Tuesday, May 09, 2006

hedging the pump

Feeling the pain of rising fuel costs? Oil is around $70 a barrel and with instability in the vast majority of large oil producing regions (Iraq, Iran, Saudi, Nigeria, Venezuala, Russia) causing supply shortfalls I think we're all painfully aware that oil is very unlikely to decline to the $15 - $20 per barrel with equivalently low gas prices we've seen over the last few years.

So what can you do? How about locking in the price of gas at something reasonable? This is essentially what energy companies do today. They will buy gasoline in the futures market as a hedge to lock in a particular price point. I'm not familiar with the details of how the big guys do it but have at least the beginnings of an idea about how you and I can do it.

Let's say oil producing regions stabilize and production goes back up, enough to make gas fall to $2.00/gallon. Also, in our sample scenario assume our hedger (H) has a car that gets 20mpg and drives 15,000 miles per year. With a little 3rd grade math that comes to 750 gallons of fuel and at the current price would be a spend of $1500/year. Let's also assume our protaganist can find a stock in the equities market that moves in a highly correlated fashion to either oil or gasoline (company A). H purchases $1500 in company A's stock. Now if gas prices rise by 10 or 20 or 50 percent, H's stock will also rise in lockstep. The critical point now lies in profit taking and averaging down. I haven't got all of this worked out yet, but am thinking that if H were to take profits around 5% intervals over the initial purchase price and average down by buying more stock when the stock falls on 5% increments from the purchase price, discounting transaction fees and taxes, H's total fuel costs - stock profits + stock losses would end up with an average cost per gallon near the locked in price.

Anyone out there have more ideas on this?

2 comments:

Anonymous said...

Why not try oil futures. That's what the oil companies would do. It's been a while since I played in this market, but I believe you would want to sell a put to cover you cost should the price rise. You'd collect the time premium as long as oil prices stay at or above the current price.

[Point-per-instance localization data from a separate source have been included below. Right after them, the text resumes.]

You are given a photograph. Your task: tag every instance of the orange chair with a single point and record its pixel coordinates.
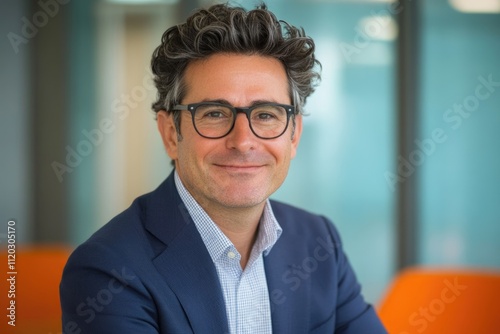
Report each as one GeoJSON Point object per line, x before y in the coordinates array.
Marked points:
{"type": "Point", "coordinates": [441, 301]}
{"type": "Point", "coordinates": [35, 284]}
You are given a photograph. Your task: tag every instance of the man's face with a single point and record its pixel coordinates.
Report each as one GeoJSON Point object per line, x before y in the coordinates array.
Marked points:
{"type": "Point", "coordinates": [239, 170]}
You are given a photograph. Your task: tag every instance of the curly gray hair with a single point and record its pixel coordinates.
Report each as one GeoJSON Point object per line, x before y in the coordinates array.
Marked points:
{"type": "Point", "coordinates": [225, 29]}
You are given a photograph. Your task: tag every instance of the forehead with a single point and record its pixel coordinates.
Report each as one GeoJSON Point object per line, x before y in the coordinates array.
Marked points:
{"type": "Point", "coordinates": [236, 78]}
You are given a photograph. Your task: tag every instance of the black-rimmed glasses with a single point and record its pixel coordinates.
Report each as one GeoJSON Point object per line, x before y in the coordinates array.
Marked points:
{"type": "Point", "coordinates": [216, 120]}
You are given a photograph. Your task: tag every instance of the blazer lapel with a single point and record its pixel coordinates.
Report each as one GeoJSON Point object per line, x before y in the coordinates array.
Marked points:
{"type": "Point", "coordinates": [288, 286]}
{"type": "Point", "coordinates": [185, 263]}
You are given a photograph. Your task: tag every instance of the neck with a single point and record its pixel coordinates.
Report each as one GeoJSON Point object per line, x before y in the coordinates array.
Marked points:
{"type": "Point", "coordinates": [241, 227]}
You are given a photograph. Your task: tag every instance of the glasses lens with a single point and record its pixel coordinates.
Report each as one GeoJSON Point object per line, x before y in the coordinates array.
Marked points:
{"type": "Point", "coordinates": [213, 120]}
{"type": "Point", "coordinates": [269, 121]}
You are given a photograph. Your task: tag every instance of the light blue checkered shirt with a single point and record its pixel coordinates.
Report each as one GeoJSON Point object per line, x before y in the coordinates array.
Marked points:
{"type": "Point", "coordinates": [245, 292]}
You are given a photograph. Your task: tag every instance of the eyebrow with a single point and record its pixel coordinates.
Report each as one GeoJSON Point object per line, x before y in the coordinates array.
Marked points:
{"type": "Point", "coordinates": [226, 102]}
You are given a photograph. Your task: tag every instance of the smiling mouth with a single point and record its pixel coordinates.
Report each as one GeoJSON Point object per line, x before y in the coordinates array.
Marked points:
{"type": "Point", "coordinates": [240, 168]}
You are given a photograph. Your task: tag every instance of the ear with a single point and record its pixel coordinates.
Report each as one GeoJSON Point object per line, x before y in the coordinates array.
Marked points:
{"type": "Point", "coordinates": [168, 132]}
{"type": "Point", "coordinates": [296, 135]}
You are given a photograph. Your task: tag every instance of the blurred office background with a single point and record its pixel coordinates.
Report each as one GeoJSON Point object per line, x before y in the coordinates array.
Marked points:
{"type": "Point", "coordinates": [400, 148]}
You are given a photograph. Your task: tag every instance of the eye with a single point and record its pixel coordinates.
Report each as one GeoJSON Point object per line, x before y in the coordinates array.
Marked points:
{"type": "Point", "coordinates": [213, 112]}
{"type": "Point", "coordinates": [268, 113]}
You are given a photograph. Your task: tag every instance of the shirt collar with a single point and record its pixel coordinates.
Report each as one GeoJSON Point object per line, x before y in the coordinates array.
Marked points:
{"type": "Point", "coordinates": [216, 241]}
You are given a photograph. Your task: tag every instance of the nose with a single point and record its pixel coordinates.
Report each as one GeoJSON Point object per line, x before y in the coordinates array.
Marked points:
{"type": "Point", "coordinates": [241, 136]}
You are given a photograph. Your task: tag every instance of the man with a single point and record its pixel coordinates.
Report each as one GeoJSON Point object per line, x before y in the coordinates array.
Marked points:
{"type": "Point", "coordinates": [208, 252]}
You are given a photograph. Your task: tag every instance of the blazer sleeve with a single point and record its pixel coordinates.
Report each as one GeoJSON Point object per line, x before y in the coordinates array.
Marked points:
{"type": "Point", "coordinates": [100, 293]}
{"type": "Point", "coordinates": [353, 314]}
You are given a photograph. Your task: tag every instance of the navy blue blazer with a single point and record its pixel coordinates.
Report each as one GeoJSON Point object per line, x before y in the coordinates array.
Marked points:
{"type": "Point", "coordinates": [148, 271]}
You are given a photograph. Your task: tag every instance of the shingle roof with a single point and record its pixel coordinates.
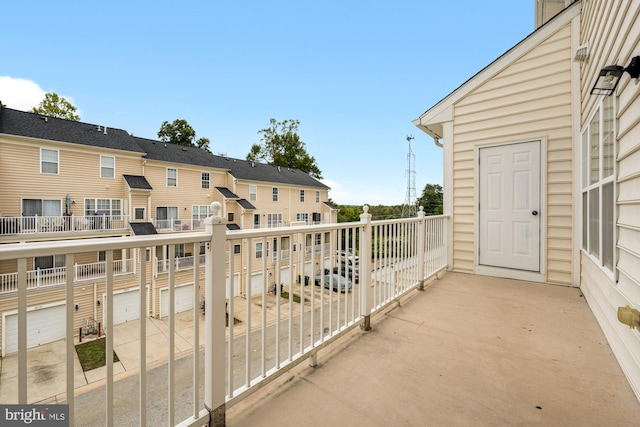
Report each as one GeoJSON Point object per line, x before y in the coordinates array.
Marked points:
{"type": "Point", "coordinates": [332, 206]}
{"type": "Point", "coordinates": [252, 171]}
{"type": "Point", "coordinates": [226, 193]}
{"type": "Point", "coordinates": [246, 205]}
{"type": "Point", "coordinates": [174, 153]}
{"type": "Point", "coordinates": [137, 182]}
{"type": "Point", "coordinates": [15, 122]}
{"type": "Point", "coordinates": [143, 228]}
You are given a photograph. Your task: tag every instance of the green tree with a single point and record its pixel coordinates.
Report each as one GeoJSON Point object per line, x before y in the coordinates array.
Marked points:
{"type": "Point", "coordinates": [281, 146]}
{"type": "Point", "coordinates": [180, 132]}
{"type": "Point", "coordinates": [431, 199]}
{"type": "Point", "coordinates": [349, 213]}
{"type": "Point", "coordinates": [56, 106]}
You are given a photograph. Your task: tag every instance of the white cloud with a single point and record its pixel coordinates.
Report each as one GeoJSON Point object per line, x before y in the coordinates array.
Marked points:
{"type": "Point", "coordinates": [20, 94]}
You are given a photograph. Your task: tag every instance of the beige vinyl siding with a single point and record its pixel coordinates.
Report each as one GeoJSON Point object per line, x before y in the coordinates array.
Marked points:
{"type": "Point", "coordinates": [530, 99]}
{"type": "Point", "coordinates": [79, 174]}
{"type": "Point", "coordinates": [612, 31]}
{"type": "Point", "coordinates": [189, 190]}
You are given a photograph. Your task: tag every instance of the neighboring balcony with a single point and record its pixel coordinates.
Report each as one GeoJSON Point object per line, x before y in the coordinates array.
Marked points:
{"type": "Point", "coordinates": [40, 225]}
{"type": "Point", "coordinates": [42, 278]}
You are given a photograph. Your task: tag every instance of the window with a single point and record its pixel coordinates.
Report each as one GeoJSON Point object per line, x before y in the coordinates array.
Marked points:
{"type": "Point", "coordinates": [165, 216]}
{"type": "Point", "coordinates": [107, 167]}
{"type": "Point", "coordinates": [49, 161]}
{"type": "Point", "coordinates": [274, 220]}
{"type": "Point", "coordinates": [109, 207]}
{"type": "Point", "coordinates": [180, 250]}
{"type": "Point", "coordinates": [598, 184]}
{"type": "Point", "coordinates": [200, 212]}
{"type": "Point", "coordinates": [46, 262]}
{"type": "Point", "coordinates": [172, 177]}
{"type": "Point", "coordinates": [139, 213]}
{"type": "Point", "coordinates": [41, 207]}
{"type": "Point", "coordinates": [205, 180]}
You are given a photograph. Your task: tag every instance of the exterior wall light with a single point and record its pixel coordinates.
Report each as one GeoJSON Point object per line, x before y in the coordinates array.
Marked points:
{"type": "Point", "coordinates": [609, 77]}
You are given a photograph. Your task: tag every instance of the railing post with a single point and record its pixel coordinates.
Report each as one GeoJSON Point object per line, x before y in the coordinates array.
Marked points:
{"type": "Point", "coordinates": [214, 318]}
{"type": "Point", "coordinates": [421, 246]}
{"type": "Point", "coordinates": [366, 297]}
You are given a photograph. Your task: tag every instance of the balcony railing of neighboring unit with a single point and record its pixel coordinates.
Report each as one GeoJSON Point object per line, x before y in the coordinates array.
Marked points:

The strategy is probably more risky overall than the risk of just paying more at the pump. Remember, oil companies can always pony up the tanker load of oil they trade on -- you won't have that option.

Dan Ciruli said...

This is only tangentially relevant, but I remember reading at some point that one of the wisest things Southwest Airlines did over the last few years was hedge on fuel prices. It's one of the things that has kept them profitable as other airlines go Chapter 11.